My new attempt to generate new contacts in the community around our congregation may not be orthodox, but I know it has been provided by the LORD, regardless of the risk of criticism from inside and outside the church. But I know it will be fund and interesting.
I was driving the other day, back in December, with Ludi by my side, when I told her about my desire to do a few things I have always wanted to do. Given the proximity of the new year, I am sure she was not surprised at all by my comments.
After sharing with her some of the items on my this-next-year-for-sure list, I stopped, thought for a moment, and then added: “… And, you know what, I am going to play Dungeon & Dragons this coming year.”

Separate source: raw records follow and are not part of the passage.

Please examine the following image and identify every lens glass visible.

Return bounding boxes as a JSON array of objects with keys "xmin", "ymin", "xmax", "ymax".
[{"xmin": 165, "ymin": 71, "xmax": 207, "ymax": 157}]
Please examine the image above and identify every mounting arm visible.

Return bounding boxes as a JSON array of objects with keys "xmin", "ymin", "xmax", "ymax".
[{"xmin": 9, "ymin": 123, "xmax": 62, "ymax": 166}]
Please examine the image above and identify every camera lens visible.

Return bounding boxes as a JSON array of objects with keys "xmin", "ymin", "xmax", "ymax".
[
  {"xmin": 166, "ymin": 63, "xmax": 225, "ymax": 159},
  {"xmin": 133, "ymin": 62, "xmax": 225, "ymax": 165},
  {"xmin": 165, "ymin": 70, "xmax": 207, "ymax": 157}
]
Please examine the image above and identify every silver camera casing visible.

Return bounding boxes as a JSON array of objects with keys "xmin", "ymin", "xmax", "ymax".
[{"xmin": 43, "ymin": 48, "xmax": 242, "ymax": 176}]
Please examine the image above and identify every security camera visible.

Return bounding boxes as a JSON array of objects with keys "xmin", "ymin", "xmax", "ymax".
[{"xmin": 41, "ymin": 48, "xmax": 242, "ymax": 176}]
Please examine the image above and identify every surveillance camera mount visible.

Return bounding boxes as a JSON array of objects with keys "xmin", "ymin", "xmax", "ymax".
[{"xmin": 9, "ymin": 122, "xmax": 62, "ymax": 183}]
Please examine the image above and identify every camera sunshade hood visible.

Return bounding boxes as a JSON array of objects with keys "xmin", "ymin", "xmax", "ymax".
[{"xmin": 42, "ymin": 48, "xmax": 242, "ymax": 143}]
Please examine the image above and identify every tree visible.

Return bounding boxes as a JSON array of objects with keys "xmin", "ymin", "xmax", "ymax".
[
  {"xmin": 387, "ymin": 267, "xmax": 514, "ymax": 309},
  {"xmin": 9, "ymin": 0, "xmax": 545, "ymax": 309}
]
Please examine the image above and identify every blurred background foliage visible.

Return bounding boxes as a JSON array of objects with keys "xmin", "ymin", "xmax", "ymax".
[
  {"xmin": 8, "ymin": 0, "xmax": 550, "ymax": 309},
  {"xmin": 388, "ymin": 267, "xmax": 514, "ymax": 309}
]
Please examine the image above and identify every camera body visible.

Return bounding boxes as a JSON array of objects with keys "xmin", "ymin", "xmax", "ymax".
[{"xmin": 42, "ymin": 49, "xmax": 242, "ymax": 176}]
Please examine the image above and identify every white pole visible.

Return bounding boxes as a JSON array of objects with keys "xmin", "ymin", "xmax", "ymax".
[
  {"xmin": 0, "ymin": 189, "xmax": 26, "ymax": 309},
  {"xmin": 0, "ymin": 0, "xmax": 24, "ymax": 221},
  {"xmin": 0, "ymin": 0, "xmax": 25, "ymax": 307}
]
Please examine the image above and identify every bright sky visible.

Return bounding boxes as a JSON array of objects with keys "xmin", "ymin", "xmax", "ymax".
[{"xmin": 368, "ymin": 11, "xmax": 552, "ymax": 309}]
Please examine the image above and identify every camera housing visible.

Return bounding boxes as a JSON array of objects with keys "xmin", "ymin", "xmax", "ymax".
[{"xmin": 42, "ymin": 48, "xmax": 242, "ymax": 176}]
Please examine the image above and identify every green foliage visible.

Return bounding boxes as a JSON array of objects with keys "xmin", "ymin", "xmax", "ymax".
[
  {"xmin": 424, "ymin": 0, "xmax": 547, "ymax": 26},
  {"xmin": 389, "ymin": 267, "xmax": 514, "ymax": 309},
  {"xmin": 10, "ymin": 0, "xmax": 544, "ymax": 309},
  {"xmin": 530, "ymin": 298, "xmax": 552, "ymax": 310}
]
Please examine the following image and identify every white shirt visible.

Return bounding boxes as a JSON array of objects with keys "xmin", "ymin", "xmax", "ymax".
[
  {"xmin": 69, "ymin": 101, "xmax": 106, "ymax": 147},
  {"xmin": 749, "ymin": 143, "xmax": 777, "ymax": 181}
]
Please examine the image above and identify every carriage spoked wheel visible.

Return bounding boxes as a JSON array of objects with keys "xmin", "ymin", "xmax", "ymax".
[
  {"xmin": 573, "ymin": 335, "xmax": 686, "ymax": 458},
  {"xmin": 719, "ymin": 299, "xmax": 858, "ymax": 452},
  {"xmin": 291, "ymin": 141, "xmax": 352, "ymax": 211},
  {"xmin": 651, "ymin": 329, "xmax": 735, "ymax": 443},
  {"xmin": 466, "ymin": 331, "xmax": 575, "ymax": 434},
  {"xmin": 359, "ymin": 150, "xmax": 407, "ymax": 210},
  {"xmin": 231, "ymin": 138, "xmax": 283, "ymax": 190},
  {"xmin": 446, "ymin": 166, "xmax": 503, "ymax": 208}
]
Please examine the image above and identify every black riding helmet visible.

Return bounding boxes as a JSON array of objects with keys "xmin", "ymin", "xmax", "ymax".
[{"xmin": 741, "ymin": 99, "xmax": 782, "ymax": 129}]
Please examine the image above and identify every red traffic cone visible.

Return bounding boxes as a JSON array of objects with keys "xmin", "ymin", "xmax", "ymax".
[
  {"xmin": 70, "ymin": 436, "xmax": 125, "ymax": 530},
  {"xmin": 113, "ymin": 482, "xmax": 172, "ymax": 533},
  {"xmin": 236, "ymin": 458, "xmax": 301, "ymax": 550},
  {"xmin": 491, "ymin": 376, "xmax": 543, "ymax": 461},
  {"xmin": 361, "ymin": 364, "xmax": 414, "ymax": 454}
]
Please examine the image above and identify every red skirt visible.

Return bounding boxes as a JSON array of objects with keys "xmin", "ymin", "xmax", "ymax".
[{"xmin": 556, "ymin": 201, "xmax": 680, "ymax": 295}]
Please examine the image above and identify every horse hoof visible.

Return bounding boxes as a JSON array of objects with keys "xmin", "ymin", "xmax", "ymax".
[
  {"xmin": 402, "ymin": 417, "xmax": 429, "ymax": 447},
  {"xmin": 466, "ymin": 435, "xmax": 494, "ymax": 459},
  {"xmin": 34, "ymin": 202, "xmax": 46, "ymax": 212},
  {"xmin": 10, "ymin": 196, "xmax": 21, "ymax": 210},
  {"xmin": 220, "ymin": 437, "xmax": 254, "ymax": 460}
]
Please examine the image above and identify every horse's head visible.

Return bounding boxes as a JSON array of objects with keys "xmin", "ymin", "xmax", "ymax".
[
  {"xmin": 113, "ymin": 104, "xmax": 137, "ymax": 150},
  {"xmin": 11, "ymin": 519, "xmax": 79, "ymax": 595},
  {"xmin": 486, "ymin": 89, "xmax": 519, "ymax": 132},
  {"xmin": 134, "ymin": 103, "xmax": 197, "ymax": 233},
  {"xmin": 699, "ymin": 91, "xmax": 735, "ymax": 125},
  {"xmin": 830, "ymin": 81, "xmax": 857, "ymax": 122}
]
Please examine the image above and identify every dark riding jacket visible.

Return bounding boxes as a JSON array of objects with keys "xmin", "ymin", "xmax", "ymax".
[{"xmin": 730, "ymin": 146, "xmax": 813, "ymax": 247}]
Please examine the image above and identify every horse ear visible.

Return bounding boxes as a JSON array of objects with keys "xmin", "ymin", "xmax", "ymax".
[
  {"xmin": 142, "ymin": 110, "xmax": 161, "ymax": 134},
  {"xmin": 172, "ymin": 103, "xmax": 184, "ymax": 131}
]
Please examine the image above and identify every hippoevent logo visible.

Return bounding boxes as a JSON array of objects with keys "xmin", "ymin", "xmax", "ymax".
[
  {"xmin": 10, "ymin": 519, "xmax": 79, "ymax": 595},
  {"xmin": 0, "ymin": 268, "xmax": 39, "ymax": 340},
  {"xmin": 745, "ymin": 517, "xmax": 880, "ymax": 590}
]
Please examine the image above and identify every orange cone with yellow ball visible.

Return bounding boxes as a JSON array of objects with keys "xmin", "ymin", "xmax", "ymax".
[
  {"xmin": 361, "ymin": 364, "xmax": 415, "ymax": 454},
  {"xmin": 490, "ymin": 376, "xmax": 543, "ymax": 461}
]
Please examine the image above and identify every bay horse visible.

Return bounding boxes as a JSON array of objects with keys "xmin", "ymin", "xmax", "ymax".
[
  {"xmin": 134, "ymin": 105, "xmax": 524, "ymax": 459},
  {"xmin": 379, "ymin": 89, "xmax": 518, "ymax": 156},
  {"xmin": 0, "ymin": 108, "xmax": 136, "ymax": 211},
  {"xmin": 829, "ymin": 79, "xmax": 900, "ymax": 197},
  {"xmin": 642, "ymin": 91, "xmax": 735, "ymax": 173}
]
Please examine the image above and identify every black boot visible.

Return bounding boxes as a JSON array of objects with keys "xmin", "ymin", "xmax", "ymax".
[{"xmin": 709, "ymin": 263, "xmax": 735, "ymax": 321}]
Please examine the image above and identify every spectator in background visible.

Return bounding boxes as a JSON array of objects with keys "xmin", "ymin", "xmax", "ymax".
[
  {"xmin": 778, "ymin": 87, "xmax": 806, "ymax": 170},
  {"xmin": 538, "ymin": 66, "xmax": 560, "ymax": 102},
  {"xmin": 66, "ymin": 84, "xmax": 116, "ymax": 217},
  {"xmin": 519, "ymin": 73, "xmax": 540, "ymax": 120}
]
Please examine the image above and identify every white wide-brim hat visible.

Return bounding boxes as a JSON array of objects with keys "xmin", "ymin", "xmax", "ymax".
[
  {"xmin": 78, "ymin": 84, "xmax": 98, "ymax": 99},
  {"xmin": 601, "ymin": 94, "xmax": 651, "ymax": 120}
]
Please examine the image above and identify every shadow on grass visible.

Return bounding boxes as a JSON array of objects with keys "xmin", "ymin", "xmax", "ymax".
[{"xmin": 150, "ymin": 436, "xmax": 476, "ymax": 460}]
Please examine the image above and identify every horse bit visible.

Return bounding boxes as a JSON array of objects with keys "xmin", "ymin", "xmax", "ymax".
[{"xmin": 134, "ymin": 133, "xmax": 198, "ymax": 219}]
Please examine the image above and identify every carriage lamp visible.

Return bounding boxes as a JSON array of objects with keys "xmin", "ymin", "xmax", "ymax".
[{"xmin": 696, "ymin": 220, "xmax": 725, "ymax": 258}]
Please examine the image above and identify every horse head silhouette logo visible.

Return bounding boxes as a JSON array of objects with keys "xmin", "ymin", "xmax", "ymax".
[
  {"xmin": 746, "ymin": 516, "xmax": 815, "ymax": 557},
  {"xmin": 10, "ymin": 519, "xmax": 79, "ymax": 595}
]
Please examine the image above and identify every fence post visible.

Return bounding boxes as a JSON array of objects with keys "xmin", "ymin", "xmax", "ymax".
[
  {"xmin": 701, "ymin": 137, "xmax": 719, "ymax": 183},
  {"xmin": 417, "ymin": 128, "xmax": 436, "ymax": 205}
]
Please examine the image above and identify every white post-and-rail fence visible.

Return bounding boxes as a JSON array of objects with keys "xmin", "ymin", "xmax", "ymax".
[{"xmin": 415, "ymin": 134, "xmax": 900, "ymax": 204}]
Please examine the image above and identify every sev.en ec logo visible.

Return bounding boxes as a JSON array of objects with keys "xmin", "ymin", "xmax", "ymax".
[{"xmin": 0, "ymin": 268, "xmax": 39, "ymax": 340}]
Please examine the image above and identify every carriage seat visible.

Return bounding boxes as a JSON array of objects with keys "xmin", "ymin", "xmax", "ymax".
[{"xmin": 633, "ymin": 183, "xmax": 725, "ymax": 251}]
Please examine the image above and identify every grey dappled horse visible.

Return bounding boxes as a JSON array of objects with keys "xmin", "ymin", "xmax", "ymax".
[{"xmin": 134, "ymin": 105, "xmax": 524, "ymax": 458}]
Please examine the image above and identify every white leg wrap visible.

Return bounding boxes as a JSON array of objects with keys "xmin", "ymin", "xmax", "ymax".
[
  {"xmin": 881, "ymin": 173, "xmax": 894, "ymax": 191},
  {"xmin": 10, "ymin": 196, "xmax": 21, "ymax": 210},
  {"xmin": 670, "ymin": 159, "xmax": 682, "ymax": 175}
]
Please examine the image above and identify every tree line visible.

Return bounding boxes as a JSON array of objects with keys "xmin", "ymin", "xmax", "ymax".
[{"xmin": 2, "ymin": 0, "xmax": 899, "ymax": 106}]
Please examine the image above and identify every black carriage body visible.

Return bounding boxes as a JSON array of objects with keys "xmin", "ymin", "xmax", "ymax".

My comment was more hopeful wishing than anything else.
I do love board games, but I do not get to play them as much. It was my previous experience that made my comment more a wish than a resolution. Another reason for my less-than-exciting declaration is the fact that, really, what I wanted was to play another game (MtG), but that had proved to be impossible – my schedule conflicted with the schedule of my local game store, and some people who started playing MtG with me had lost all interest in the game.
So, D&D was really Option B, for me.
But He made it Option A:
- I’ve got a D & D Starter Set, for Christmas.
- There was a meetup, on the last Saturday of the year, hosted by the local comic book store, to recruit new DMs.
- I attended the meeting and ended up being one of the six new volunteers to run adventures for brand new players.
- I’ll be DM-ing my first session by the end of this month
- I’m getting support from some members of my congregation, not only with their prayers but with practical issues, like game testing before the big day.
Why is all this risky? Well, for starters, I’ll be leading the game sessions! Being on the front is always a risk. Many, many things could make this whole experience terrible for everyone involved: I may not know all the rules of the game, I may mispronounce names, I may have a hard time understanding what the players want to do, they may have a hard time understanding what I’m saying to them. Then, we have the stigma D&D still has. Some people within the church may consider this whole endeavor one more of my crazy – and dangerous – ideas.
I am convinced the LORD has provided this opportunity; it has all the markings of the specific way He usually deals with me. And I believe that even if I am the worst DM ever, the whole experience will be beneficial for me and my prayer team.
So, we will see what happens on the way to the Lost Mine of Phandelver, by the end of the month.
What risks have you taken in your disciple-making? How did all go?
Remember His grace, Follow Him in humility, Cultivate constantly, All in cultural diversity.